Absolute Value Graph (y = a|x-h| + k) – Tutorial
On this page, you can find the logic, usage, and important details of the Absolute Value Graph (y = a|x-h| + k) calculator.
Absolute Value Graph: y = a|x-h| + k (In-Depth Explanation)
1) What does absolute value mean?
The expression |x-h| represents the distance from x to the point h. It is always 0 or positive.
2) Why is the vertex at (h, k)?
When x = h, |x-h| = 0. Therefore:
y(h) = a·0 + k = k
So the vertex is at (h, k). The "corner" of the absolute value graph occurs because |x-h| changes direction at x = h.
3) Axis of symmetry
|x-h| is symmetric about h. Points equally distant from h on either side give the same y value:
|(h-d)-h| = |(h+d)-h| = d
So the axis of symmetry of the graph is the line x = h.
4) What does the coefficient a do?
- a > 0: Graph opens upward (V shape).
- a < 0: Graph opens downward (∧ shape).
- Larger |a|: Arms become steeper (graph "narrows").
- Smaller |a|: Arms become flatter (graph "widens").
5) Piecewise representation
The absolute value expands as:
- If x ≥ h: |x-h| = x-h
- If x < h: |x-h| = -(x-h) = h-x
Therefore:
y = a|x-h| + k =
{ a(x-h)+k, x≥h
a(h-x)+k, x<h }
6) Slope interpretation
In the region x ≥ h, the slope is +a; in the region x < h, the slope is -a.

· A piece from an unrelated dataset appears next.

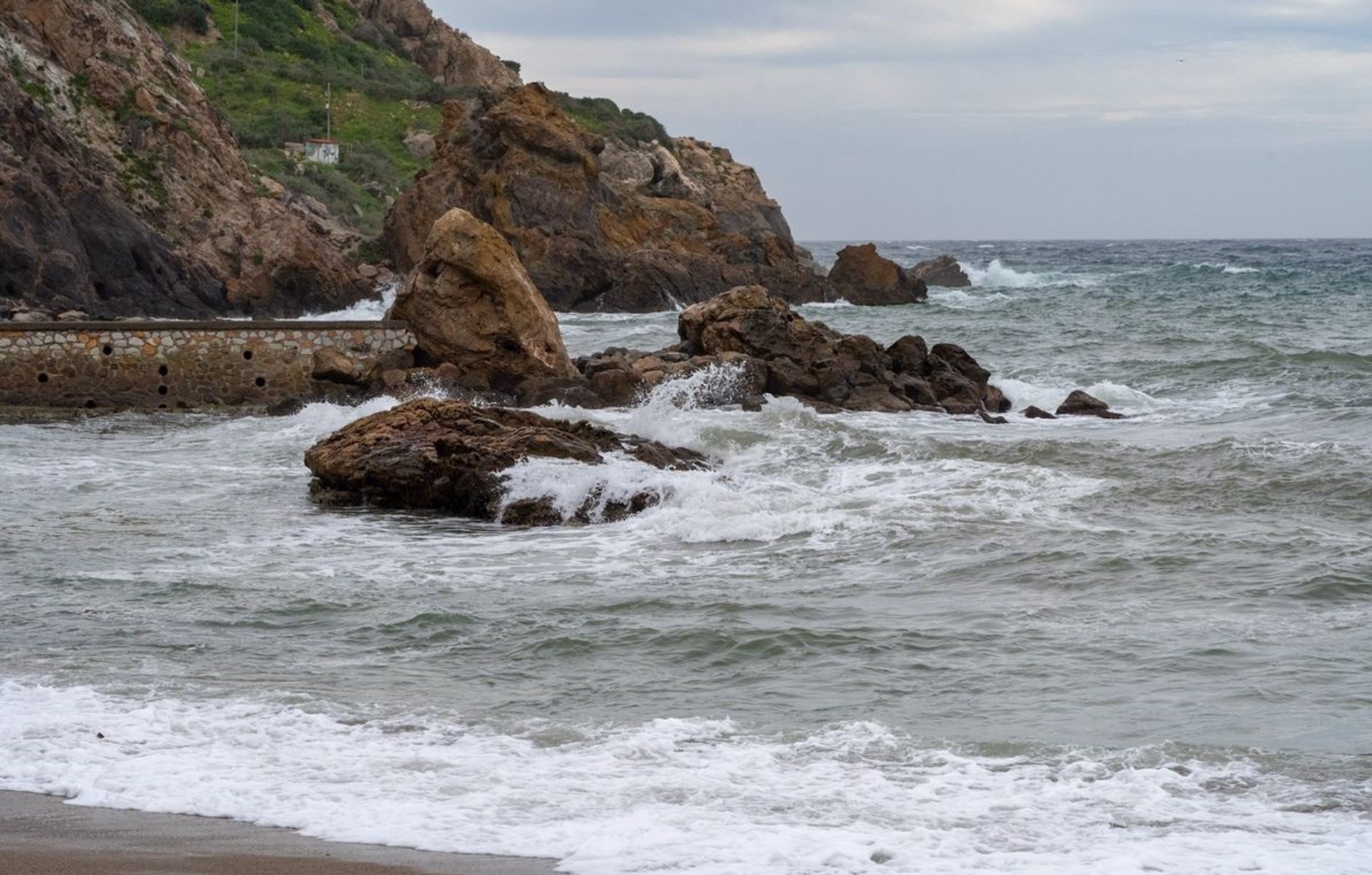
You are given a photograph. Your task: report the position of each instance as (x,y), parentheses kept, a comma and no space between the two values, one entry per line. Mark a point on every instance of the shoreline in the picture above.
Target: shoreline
(43,836)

This is why there is a "break/corner" in the graph at the vertex.
7) Intercepts
- y-intercept: Substitute x=0 (if 0 is within the range).
- x-intercept: Solve a|x-h|+k=0 for y=0:
- If a=0: y=k is a constant line
- If a≠0: |x-h| = -k/a. If the right side is negative, there are no roots.
Note: This tool plots the graph using numerical sampling, but the vertex and symmetry information are derived analytically from the function structure.